Sarah would tell them why when they asked, and at lunch there where many questions that Vi and Sarah would answer. Some questions they had no answers to, but admitting that only gave them credibility and brought more questions. Soon Zenith (and Beamer too) made their choice regarding the things of the book, and though their situations were quite far from perfect, though their trials mounted up like everyone else's, they had faith in their hope and together they were able to set their eyes on higher things.
- - -
Bit by bit Beamer and Shafer built the printing press and through trial and error got it working with some consistancy. They bought kelp paper and mixed the ink, working and tweaking the press until they had several copies of the old book.
"This isn't right," said Zenith a few days later, "that we should keep these copies to ourselves. I know there are several people at work who would love to read what we've been able to print."
"Your're right Zenith," said Sarah, "but, well, what if Sir LaRosa finds out? I've seen what he can do."

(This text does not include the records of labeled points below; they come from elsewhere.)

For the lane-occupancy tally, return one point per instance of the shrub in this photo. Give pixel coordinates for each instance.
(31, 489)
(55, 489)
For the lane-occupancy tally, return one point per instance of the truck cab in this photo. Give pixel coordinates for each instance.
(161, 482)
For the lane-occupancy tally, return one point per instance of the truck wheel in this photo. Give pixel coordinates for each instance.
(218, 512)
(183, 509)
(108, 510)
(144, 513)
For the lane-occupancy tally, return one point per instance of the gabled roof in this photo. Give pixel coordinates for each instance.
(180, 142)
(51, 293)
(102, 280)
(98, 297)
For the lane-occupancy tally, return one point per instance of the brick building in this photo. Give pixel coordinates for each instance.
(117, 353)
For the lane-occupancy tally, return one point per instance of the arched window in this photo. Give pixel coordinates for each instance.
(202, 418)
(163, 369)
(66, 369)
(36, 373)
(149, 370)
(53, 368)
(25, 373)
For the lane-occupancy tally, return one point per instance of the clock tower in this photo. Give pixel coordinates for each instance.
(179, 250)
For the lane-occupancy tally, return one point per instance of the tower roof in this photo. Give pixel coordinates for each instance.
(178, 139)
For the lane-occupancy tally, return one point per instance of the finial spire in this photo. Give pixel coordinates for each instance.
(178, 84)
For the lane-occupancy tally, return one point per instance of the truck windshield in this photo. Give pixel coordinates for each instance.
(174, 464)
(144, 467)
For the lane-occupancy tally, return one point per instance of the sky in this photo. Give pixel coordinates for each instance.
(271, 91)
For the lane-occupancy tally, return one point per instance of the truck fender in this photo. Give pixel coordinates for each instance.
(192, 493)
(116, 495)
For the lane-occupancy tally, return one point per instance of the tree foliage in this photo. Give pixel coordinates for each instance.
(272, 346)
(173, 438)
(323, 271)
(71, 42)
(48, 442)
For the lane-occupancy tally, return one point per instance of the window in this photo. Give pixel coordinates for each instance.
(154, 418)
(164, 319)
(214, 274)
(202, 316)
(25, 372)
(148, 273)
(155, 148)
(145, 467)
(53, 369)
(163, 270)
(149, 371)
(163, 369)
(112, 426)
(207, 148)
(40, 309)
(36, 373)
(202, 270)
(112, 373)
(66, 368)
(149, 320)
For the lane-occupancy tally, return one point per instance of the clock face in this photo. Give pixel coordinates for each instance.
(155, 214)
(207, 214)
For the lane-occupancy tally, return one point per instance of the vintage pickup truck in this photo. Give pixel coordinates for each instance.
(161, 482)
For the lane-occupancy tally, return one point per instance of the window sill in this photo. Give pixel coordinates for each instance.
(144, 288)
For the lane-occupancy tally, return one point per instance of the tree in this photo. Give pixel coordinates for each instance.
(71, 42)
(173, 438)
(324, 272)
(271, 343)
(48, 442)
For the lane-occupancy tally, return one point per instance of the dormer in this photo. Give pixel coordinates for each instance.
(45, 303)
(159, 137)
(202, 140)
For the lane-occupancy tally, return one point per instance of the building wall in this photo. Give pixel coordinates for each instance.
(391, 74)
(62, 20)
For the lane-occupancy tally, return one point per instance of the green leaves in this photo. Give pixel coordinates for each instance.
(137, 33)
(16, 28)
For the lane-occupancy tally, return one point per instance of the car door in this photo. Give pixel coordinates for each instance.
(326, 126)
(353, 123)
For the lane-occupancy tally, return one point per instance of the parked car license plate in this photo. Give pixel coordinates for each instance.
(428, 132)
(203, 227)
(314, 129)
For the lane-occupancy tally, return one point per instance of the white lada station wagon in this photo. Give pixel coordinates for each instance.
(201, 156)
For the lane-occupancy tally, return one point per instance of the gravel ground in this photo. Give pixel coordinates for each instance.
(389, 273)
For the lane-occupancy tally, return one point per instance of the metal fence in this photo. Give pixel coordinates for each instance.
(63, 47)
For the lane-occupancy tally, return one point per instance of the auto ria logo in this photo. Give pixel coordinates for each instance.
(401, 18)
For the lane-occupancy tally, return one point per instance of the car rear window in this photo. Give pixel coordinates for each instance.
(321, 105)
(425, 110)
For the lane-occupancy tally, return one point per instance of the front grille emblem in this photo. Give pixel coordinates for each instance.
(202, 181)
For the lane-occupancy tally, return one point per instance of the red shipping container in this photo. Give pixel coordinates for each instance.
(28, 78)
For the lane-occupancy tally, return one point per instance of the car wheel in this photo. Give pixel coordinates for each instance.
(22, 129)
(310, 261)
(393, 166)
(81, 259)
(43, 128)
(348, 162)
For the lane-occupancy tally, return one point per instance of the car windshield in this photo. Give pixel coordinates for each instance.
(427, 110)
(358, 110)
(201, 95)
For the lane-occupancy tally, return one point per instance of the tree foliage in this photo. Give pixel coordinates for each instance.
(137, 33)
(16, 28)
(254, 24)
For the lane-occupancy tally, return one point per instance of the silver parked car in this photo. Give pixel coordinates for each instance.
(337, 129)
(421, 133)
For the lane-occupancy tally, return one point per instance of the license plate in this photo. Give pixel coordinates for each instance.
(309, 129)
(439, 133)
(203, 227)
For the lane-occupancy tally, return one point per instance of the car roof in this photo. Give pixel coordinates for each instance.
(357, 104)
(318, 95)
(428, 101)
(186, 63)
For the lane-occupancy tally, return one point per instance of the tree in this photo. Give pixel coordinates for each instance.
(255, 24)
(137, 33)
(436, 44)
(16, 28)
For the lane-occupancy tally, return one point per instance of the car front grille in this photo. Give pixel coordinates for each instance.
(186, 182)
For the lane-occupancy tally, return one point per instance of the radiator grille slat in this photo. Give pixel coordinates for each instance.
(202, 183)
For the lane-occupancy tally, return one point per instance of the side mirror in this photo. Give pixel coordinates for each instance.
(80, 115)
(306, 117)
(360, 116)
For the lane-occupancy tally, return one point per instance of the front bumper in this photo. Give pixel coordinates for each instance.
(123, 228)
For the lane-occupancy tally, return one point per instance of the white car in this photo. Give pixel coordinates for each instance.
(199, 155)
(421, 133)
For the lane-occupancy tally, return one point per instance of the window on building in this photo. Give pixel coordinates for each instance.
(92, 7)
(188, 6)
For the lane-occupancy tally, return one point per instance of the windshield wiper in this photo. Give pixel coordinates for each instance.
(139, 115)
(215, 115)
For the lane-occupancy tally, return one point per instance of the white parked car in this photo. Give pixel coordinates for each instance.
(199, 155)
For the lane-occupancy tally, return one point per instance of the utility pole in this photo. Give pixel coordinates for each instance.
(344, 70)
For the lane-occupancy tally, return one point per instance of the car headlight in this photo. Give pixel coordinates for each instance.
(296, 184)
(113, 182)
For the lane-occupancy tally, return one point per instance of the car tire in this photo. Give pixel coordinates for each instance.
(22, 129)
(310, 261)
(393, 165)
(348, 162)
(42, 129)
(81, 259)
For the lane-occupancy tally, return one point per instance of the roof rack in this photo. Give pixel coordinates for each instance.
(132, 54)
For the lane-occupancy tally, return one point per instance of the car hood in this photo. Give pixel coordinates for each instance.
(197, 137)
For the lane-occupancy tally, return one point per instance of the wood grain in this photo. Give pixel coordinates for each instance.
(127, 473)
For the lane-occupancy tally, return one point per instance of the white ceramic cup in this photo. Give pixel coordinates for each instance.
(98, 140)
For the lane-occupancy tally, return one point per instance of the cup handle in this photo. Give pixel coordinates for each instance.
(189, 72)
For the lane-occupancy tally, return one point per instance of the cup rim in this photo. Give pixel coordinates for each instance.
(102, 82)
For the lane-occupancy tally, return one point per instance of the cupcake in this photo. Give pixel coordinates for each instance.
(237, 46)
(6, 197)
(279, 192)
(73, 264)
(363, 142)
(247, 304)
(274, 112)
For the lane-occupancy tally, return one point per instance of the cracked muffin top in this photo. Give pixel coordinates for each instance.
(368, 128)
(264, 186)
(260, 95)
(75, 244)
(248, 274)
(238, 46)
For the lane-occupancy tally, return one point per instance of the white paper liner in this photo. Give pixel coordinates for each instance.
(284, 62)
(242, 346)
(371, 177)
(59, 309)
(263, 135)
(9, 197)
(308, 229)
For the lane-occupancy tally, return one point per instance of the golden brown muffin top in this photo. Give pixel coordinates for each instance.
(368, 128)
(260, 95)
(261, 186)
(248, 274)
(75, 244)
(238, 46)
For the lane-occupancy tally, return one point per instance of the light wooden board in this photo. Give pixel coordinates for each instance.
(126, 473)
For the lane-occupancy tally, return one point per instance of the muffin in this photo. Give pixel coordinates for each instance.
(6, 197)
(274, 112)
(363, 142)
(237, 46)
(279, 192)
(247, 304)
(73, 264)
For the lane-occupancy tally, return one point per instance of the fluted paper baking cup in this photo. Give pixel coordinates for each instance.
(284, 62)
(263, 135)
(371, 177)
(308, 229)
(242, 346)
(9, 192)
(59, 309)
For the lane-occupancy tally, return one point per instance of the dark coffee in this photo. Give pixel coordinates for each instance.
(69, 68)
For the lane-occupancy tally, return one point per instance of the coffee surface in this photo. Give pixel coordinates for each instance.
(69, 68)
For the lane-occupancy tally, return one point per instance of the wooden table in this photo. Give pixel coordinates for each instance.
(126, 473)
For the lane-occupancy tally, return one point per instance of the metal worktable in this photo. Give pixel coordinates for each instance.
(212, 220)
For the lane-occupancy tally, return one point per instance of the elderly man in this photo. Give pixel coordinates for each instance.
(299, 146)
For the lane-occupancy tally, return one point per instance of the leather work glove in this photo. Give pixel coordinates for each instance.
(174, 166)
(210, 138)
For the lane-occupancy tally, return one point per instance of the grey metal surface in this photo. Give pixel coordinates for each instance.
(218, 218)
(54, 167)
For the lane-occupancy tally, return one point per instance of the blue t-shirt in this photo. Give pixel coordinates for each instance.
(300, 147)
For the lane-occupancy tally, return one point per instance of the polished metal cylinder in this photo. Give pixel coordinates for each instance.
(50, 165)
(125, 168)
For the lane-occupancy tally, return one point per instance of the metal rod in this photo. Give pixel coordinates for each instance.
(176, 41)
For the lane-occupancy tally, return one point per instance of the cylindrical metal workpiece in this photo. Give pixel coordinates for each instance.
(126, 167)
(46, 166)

"We all have Sarah," said Beamer closing his eyes, "we all have." It was quiet around the table for a moment. "But I have come to realize," said Beamer, "though not to the liking of the parts of me prone to bitterness, that in this book lies the best answer, the best response to some of Sir LaRosa's troubling policies. If we were to take things into our own hands and try to defeat him by his own devices then we would become no better. I think the more perfect way would be to love people and to be bold in doing so. If this book speaks true, then ours is to be obedient whether we live or die. And why shouldn't we be? For our death problem has been solved."
"Beamer is right," said Shafer, "although to some it will sound like foolishness. That is to be expected; the pull of the world is strong. But we can not sit on what we have. It wouldn't be right. And if we die for it we die for it."
It got quiet around the table.
"Well," said Beamer stirring from the stillness of the moment, "I ain't dead yet! Pass the shrimp cakes please."
After the shrimp cakes were passed, the food eaten, and the dishes put away, there was a knock at the door. Shafer went to answer it.
"Come in, come in sir!" he said to a man standing outside, "if you have business to discuss let us do so indoors!"
"Thank you my good man," Sarah heard a familiar voice say, "I shan't keep you long, but I hear you are in charge of cleaning fish cages and I..." The man stopped when he saw Sarah poke her head into the room. "Why Sarah!" called the man, "what are you doing here?"
"Professor Dodson!" cried Sarah, "what are you doing here?"